Why firms are willing to invest money in India
There is another paradox at work. India is vast in users but thin in paying customers. Subscription prices are low. Margins are tight. Running AI queries is expensive regardless of geography. From a narrow revenue perspective, India looks difficult. Yet firms keep coming. They come because India offers something more valuable than short-term profit and that is scale under live conditions. Engagement in India is often higher than in richer markets. Voice usage is growing rapidly. Behavioural data is rich. Products that work in India often work anywhere. India is a proving ground. Win here and global deployment becomes easier. Lose here and competitors will harvest the data advantage instead.

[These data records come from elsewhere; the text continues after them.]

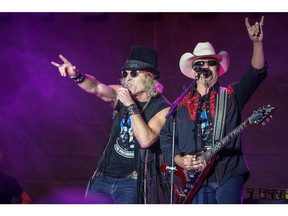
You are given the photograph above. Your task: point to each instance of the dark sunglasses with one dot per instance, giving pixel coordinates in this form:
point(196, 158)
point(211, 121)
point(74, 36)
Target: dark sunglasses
point(202, 63)
point(133, 73)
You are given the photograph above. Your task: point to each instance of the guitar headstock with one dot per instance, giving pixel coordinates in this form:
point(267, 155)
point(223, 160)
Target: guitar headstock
point(262, 114)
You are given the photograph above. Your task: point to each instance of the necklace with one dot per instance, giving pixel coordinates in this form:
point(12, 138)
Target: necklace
point(146, 104)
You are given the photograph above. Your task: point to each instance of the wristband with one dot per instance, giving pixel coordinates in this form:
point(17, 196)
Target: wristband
point(132, 110)
point(79, 78)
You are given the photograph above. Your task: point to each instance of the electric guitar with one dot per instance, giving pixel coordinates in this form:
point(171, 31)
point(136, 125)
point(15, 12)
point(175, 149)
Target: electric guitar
point(192, 180)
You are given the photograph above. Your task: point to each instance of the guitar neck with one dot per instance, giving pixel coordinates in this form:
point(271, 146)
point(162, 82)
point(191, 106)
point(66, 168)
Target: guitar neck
point(228, 138)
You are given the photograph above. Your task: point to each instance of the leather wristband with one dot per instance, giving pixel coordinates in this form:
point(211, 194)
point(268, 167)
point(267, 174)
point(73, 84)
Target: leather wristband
point(133, 110)
point(79, 78)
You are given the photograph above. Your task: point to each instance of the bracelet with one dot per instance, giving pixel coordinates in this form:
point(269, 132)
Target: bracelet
point(132, 110)
point(79, 78)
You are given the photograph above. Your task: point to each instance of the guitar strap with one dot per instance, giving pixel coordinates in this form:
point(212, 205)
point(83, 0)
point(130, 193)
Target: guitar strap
point(220, 115)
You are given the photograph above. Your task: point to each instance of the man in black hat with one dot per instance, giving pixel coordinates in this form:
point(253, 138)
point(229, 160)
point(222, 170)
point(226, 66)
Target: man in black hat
point(132, 150)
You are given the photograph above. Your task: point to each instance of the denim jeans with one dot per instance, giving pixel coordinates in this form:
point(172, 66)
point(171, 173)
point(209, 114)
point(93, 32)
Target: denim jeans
point(107, 190)
point(229, 193)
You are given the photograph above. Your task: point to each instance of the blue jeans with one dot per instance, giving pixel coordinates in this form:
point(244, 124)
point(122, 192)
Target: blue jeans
point(229, 193)
point(107, 190)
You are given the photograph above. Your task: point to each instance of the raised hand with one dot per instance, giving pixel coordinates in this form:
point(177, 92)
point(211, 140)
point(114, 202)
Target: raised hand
point(255, 31)
point(66, 68)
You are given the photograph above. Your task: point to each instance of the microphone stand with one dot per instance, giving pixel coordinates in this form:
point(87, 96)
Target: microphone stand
point(172, 109)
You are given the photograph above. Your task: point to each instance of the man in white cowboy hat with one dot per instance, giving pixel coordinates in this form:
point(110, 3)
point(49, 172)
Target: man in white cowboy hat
point(139, 114)
point(205, 115)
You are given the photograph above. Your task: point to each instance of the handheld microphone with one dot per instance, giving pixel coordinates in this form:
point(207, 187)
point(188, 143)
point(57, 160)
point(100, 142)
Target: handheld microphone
point(200, 70)
point(116, 110)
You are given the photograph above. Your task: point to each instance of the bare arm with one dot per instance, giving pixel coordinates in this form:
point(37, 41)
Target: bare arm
point(256, 35)
point(90, 84)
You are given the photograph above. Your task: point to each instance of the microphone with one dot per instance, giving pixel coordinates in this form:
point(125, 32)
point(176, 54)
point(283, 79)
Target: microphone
point(201, 70)
point(116, 110)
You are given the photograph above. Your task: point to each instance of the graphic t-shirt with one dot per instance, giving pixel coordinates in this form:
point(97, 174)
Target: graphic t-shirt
point(121, 161)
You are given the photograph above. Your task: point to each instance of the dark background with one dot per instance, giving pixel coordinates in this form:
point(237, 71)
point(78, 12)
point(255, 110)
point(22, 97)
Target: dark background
point(52, 132)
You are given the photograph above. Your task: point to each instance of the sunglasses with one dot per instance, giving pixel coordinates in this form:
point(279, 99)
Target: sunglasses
point(133, 73)
point(202, 63)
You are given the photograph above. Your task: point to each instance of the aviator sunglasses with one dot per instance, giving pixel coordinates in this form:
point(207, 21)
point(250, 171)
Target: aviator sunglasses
point(202, 63)
point(133, 73)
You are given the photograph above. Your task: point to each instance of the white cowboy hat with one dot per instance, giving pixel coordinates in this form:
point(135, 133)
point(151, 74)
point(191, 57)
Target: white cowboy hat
point(203, 50)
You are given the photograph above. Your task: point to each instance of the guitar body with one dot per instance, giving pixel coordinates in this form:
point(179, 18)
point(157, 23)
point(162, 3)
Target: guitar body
point(192, 181)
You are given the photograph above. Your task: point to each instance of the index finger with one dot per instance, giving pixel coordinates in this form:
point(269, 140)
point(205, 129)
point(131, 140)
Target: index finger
point(64, 59)
point(262, 21)
point(247, 23)
point(55, 64)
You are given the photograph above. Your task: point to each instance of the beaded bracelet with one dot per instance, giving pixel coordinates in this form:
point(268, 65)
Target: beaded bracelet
point(132, 110)
point(79, 78)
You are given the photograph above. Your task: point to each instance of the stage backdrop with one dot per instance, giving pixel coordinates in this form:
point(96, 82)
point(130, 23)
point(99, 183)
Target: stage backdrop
point(52, 132)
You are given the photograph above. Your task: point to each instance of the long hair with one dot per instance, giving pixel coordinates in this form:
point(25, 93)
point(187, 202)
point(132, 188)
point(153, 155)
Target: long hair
point(152, 86)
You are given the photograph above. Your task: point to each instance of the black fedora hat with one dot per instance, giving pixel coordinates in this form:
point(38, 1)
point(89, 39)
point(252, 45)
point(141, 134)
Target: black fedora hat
point(142, 58)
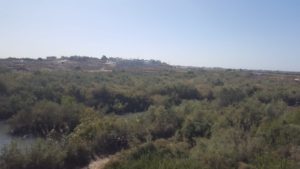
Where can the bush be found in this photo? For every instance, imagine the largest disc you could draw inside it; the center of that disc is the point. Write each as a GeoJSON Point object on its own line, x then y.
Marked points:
{"type": "Point", "coordinates": [228, 96]}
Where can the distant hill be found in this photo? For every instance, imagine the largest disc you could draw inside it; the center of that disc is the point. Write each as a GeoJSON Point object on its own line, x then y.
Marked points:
{"type": "Point", "coordinates": [84, 63]}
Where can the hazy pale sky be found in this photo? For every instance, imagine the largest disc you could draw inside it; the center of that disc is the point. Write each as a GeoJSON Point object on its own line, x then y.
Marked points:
{"type": "Point", "coordinates": [253, 34]}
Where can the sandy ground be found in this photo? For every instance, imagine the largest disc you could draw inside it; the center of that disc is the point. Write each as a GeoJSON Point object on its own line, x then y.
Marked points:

3 Essential Disciplines: The choice India faces
None of this is an argument against foreign investment. On the contrary, these inflows confirm that India has crossed a threshold of global relevance. Capital that is fixed to the ground must negotiate. Infrastructure creates leverage. But that only matters if it is used. India’s response now requires discipline, not triumphalism. Institutional discipline to ensure transparency, regulatory capacity and enforceable safeguards around data, security and interoperability.
Strategic discipline to ensure that domestic players, in cloud services, semiconductors and model development are deliberately nurtured, even if they lag in the short term. No serious power leaves the full stack of a foundational technology entirely outside its control. Being important to others is not the same as being powerful oneself. India’s AI moment is real. But it is still being shaped. The foundations are being poured at unprecedented scale. Above it will rise the AI edifice for India.